В таком плане «Озарения» сыграли важную роль в символистском движении 1880-х годов, стремившемся «освободить» искусство от интеллектуального и, во всяком случае, от подлежащего определению интеллектом — «интеллигибельного» содержания[57].
Ослабление логических и синтаксических связей, делающее не сразу внятным смысл многих «Озарений», достигалось тем, что Рембо пренебрегал развитием идей, последовательностью, в которой он видел оцепенелую гримасу буржуазного делового мышления: едва наметив одну мысль, поэт переходил к другой, касался третьей и т. д. Интересную трактовку сближению прозы с поэзией давал Т. М. Левит: проза Рембо «передает предметы замаскированно, так что их нужно дешифровать; скреплены перечисленные предметы не логически развитой мыслью и не ясно выраженным чувством, но отношением автора, тем лирическим волнением, которое руководит обычно поэтом, когда он перечисляет предметы, строит из них стихотворение. Рембо строит свои стихи, как прозу, а прозу, как стихи» (указ, соч., с. 128).

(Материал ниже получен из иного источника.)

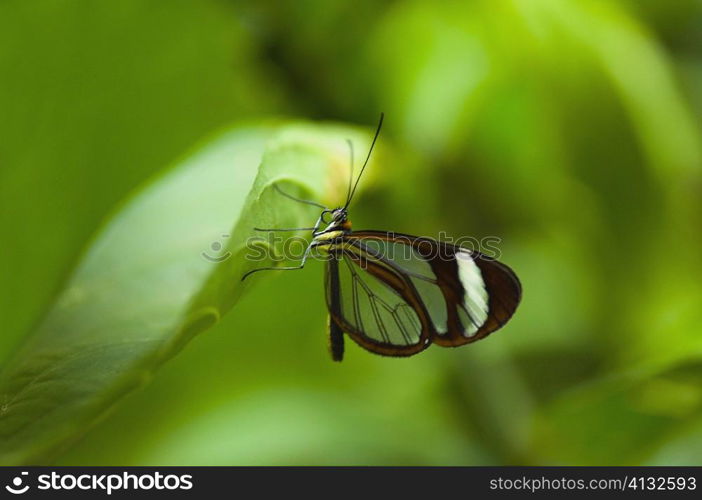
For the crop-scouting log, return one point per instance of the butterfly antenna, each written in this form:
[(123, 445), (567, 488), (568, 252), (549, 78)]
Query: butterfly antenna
[(365, 163), (351, 161)]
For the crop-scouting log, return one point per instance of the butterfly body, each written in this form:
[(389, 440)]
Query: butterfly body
[(396, 294)]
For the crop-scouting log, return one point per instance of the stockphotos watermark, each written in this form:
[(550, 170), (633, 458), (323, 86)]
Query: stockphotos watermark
[(295, 248), (107, 483)]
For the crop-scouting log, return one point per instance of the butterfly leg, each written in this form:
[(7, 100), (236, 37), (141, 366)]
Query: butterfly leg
[(287, 268), (336, 334)]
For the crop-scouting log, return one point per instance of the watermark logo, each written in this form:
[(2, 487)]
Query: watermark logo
[(16, 488), (217, 252), (398, 248)]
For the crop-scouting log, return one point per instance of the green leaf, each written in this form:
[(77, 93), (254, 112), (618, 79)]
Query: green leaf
[(144, 287)]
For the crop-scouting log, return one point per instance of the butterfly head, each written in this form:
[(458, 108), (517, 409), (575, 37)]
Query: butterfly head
[(336, 219)]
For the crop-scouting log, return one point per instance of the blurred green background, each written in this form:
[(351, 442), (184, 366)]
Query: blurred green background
[(570, 129)]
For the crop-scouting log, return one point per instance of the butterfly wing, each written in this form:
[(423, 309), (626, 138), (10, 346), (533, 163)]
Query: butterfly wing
[(373, 302), (458, 295)]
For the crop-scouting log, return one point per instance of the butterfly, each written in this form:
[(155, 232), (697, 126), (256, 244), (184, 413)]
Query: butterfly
[(396, 294)]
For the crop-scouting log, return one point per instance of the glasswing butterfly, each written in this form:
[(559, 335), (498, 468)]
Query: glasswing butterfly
[(396, 294)]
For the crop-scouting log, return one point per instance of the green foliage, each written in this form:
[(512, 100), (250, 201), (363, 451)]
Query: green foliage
[(570, 129)]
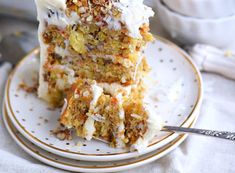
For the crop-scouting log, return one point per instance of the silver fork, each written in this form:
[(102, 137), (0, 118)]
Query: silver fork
[(14, 46), (208, 133)]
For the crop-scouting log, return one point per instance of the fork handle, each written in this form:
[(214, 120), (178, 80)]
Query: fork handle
[(209, 133)]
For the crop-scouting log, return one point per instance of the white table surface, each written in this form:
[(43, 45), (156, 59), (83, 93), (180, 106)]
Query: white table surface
[(195, 155)]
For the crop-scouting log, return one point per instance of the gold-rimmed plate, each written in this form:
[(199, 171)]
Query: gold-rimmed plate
[(86, 166), (176, 88)]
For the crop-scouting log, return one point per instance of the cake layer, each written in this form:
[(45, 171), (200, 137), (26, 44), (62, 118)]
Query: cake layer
[(60, 73), (90, 40), (118, 117)]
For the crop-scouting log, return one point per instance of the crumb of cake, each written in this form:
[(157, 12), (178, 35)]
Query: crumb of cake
[(28, 89), (62, 134)]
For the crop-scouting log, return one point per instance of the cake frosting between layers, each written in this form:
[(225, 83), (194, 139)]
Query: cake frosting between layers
[(91, 56)]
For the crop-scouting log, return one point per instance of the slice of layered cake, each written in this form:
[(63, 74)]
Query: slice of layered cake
[(91, 57)]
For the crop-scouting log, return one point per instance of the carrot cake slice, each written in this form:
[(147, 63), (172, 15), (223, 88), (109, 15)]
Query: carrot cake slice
[(92, 62)]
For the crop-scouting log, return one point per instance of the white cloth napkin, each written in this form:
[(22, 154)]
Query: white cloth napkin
[(196, 154), (211, 59)]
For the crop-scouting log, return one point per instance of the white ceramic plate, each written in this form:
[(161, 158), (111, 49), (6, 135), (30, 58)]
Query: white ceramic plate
[(84, 166), (177, 88), (187, 30)]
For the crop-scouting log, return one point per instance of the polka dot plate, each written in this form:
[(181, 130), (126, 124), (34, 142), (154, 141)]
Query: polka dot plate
[(86, 166)]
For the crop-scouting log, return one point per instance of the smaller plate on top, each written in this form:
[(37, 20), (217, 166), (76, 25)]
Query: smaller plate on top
[(176, 91), (86, 166)]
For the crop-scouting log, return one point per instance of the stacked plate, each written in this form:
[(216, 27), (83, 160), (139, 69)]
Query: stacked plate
[(30, 121)]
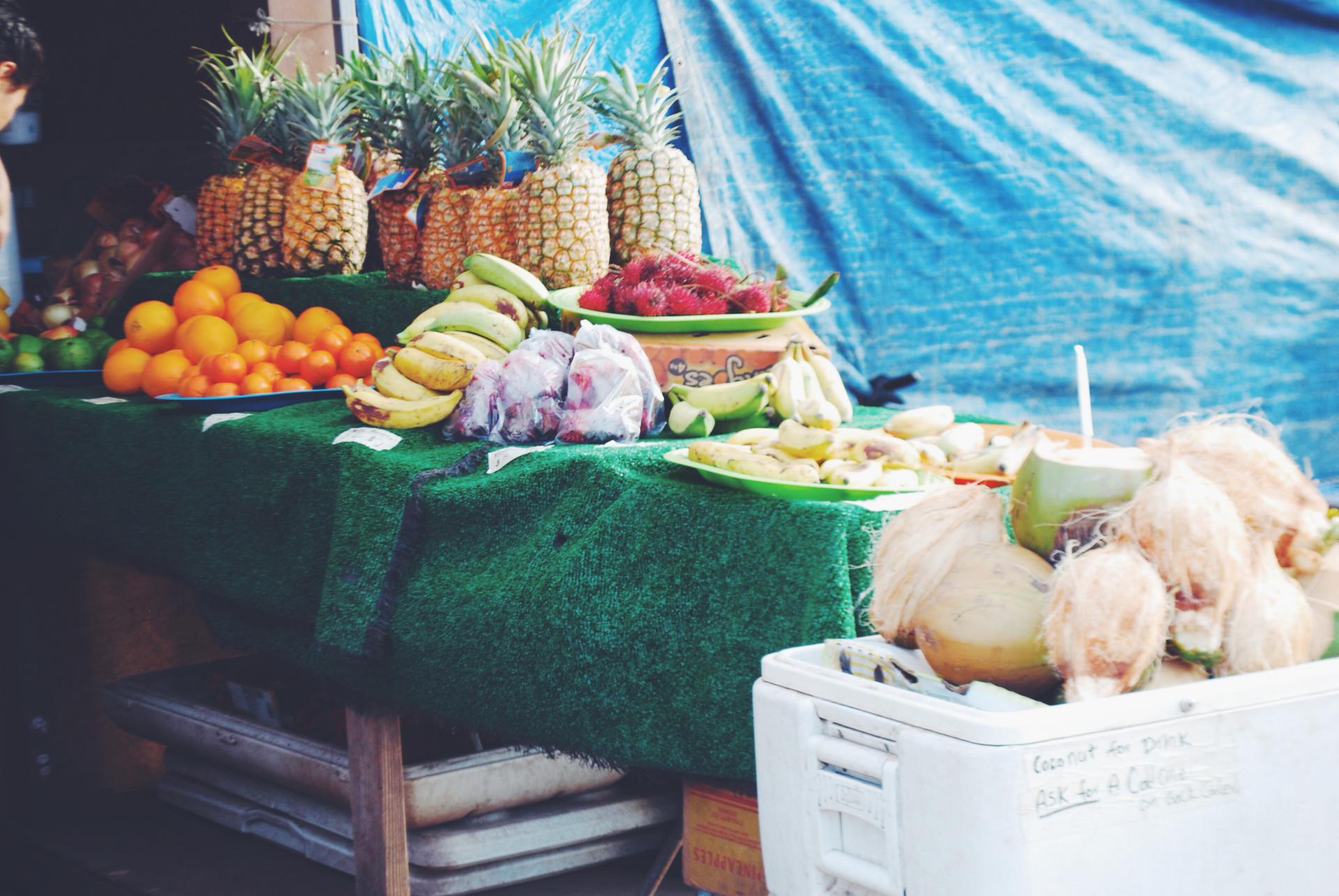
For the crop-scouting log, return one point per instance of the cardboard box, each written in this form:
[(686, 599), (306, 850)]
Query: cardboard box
[(720, 846)]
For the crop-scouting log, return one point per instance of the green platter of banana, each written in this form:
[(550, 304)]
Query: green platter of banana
[(796, 490)]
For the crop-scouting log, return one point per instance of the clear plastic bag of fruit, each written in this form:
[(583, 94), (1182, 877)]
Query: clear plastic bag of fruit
[(604, 337)]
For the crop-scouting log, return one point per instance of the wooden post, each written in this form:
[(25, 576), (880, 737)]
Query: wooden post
[(377, 778)]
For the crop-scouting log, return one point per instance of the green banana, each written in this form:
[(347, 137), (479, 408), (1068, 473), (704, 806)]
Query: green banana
[(512, 278)]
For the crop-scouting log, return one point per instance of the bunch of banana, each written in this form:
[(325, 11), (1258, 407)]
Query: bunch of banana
[(492, 299), (697, 410), (803, 377)]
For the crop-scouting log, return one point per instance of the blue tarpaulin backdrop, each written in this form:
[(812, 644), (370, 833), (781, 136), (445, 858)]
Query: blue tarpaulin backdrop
[(999, 180)]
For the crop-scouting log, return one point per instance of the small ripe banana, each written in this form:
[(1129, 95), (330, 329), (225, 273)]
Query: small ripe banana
[(921, 421), (390, 413), (497, 299), (820, 413), (691, 421), (394, 384), (726, 401), (477, 319), (829, 381), (512, 278), (441, 374), (803, 441)]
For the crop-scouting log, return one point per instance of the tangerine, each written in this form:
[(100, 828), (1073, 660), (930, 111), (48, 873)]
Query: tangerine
[(162, 372), (197, 298), (221, 278), (312, 321), (123, 372), (151, 326)]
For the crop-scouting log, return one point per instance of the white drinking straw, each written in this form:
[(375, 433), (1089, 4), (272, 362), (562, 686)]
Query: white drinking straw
[(1085, 397)]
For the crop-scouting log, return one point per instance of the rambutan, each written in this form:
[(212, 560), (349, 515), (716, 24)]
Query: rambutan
[(650, 301)]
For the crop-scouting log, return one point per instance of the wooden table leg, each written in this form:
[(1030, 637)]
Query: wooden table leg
[(377, 775)]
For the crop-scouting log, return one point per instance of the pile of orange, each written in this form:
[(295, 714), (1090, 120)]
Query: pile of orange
[(215, 339)]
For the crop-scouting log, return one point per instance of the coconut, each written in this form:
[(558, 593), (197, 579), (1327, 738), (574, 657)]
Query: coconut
[(1244, 457), (918, 548), (1270, 625), (1106, 622), (1192, 533), (1062, 493), (983, 622)]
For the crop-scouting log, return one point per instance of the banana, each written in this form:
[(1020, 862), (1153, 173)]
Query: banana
[(421, 323), (448, 346), (803, 441), (486, 347), (394, 384), (512, 278), (468, 279), (691, 421), (497, 299), (435, 372), (726, 401), (820, 413), (829, 382), (390, 413), (921, 421), (477, 319)]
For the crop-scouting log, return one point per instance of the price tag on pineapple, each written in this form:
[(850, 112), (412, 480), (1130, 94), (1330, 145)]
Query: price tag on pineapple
[(323, 161)]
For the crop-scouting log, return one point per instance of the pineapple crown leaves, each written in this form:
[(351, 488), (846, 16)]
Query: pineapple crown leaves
[(642, 112), (551, 78)]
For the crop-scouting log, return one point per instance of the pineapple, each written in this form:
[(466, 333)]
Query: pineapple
[(563, 225), (492, 116), (323, 231), (653, 202), (240, 103)]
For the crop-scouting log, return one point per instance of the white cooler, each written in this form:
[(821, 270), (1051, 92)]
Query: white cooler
[(1228, 787)]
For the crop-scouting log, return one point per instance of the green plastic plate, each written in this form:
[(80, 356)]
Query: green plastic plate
[(688, 323), (781, 489)]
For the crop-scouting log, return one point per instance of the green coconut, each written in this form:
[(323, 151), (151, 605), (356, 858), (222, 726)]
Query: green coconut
[(1061, 493)]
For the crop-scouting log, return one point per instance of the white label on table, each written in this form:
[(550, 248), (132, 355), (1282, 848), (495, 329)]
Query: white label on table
[(1122, 777), (500, 458), (220, 418), (370, 437)]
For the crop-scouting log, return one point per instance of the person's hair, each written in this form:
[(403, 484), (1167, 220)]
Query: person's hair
[(20, 46)]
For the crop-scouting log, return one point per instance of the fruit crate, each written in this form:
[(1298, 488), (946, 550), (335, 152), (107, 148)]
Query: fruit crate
[(1224, 787)]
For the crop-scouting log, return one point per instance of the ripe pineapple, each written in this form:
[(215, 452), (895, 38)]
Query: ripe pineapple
[(240, 103), (653, 202), (563, 225), (324, 231)]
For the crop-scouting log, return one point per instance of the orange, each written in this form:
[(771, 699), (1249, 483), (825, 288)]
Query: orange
[(221, 278), (162, 372), (197, 298), (291, 355), (331, 340), (229, 367), (193, 386), (262, 321), (340, 381), (122, 372), (318, 367), (205, 335), (253, 384), (312, 321), (253, 351), (267, 370), (240, 301), (356, 359), (151, 326)]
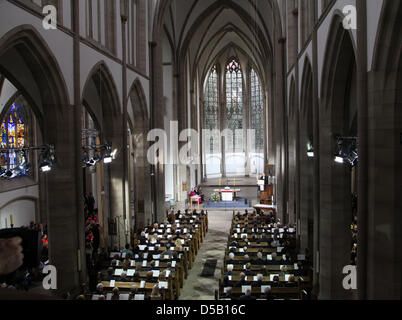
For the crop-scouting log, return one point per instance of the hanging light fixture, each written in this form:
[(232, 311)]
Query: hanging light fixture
[(310, 150), (346, 150)]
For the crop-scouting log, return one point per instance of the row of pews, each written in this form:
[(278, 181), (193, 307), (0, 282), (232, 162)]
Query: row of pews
[(162, 257), (261, 262)]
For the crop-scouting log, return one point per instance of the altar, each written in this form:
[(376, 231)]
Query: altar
[(227, 194)]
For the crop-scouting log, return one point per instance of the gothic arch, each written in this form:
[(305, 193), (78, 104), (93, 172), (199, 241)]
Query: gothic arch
[(29, 64), (339, 76)]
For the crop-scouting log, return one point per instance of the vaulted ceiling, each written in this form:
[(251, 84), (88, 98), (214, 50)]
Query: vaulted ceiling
[(203, 30)]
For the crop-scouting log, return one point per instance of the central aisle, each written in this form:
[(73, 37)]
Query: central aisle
[(214, 245)]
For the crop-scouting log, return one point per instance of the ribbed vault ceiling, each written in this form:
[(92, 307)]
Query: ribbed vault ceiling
[(206, 30)]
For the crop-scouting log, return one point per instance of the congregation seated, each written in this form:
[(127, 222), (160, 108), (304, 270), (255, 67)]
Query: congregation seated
[(267, 295), (116, 294), (247, 296), (228, 295), (155, 295), (261, 257), (243, 281)]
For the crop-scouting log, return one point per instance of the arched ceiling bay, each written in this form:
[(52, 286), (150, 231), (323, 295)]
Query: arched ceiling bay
[(201, 30)]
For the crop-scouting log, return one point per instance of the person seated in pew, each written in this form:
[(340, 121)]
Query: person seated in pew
[(231, 259), (151, 266), (259, 261), (283, 271), (109, 275), (127, 250), (300, 272), (127, 262), (246, 259), (169, 251), (260, 281), (123, 277), (276, 283), (242, 281), (136, 277), (228, 294), (234, 243), (225, 281), (247, 296), (133, 292), (291, 283), (116, 294), (150, 277), (267, 295), (155, 294), (100, 288), (248, 271), (274, 260), (143, 240), (275, 242), (229, 269)]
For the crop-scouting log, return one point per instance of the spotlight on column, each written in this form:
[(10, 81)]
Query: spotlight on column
[(346, 150), (339, 159), (108, 157), (46, 166)]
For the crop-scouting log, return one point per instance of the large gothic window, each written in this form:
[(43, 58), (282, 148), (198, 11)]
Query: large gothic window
[(257, 110), (211, 124), (13, 137), (238, 120), (211, 104), (234, 96)]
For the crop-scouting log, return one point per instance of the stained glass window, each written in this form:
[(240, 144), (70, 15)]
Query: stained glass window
[(234, 99), (12, 137), (257, 110), (211, 105)]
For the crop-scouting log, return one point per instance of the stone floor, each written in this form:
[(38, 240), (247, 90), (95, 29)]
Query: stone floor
[(213, 247)]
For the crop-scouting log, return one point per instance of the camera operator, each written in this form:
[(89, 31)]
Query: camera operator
[(11, 257)]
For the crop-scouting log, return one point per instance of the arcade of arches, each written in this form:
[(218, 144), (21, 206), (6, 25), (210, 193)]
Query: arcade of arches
[(290, 86)]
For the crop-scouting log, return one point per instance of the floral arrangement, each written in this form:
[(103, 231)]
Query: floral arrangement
[(215, 197)]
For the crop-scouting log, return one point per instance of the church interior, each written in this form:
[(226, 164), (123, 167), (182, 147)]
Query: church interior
[(201, 150)]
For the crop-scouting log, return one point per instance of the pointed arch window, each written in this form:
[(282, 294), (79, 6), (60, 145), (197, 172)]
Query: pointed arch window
[(13, 136), (234, 95), (211, 105), (257, 110)]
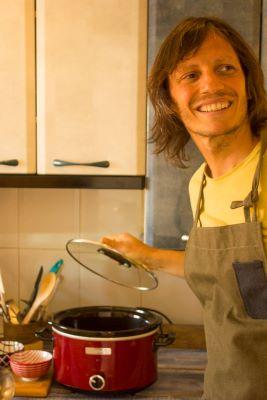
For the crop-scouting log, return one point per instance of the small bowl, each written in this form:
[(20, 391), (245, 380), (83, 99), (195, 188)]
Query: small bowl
[(7, 348), (30, 365)]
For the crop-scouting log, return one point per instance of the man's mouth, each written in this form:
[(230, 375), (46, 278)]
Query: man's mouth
[(218, 106)]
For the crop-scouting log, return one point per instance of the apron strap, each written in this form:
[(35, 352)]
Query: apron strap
[(252, 198), (200, 201)]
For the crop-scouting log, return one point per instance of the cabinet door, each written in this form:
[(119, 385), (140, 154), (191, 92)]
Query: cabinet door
[(17, 79), (91, 78)]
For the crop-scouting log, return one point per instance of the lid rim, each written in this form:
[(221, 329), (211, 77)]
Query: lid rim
[(129, 261)]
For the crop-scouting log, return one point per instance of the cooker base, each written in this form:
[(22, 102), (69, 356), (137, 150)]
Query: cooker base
[(103, 393)]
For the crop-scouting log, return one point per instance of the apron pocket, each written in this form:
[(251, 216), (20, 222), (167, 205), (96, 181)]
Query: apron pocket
[(252, 284)]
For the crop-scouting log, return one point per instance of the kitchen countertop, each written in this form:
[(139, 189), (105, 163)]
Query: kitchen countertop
[(180, 376)]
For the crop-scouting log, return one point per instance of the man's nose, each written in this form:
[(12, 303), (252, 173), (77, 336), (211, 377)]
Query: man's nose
[(211, 82)]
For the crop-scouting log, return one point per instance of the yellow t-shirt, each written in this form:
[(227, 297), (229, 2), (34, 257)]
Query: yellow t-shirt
[(234, 185)]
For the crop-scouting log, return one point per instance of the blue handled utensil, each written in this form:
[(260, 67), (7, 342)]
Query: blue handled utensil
[(56, 267)]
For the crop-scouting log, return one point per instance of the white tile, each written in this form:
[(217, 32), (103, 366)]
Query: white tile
[(48, 218), (8, 218), (175, 299), (10, 273), (105, 212), (67, 294)]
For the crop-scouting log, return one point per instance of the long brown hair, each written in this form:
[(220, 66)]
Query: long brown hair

В сравнениях Рембо стремился к неожиданности и при этом часто вследствие полета вооображения или намеренно, чтобы избавиться от l'ordre, от пресловутого «порядка», опускал упоминание того, что сравнивалось, и писал лишь о том, с чем сравнивалось.
Этот последний принцип, резко повышавший роль читателя (слушателя) в эстетическом процессе, заставляющий читателя быть тоже поэтом, «сопоэтом», оказался очень продуктивным и широко распространился в поэзии XX в., в том числе в ее реалистических направлениях.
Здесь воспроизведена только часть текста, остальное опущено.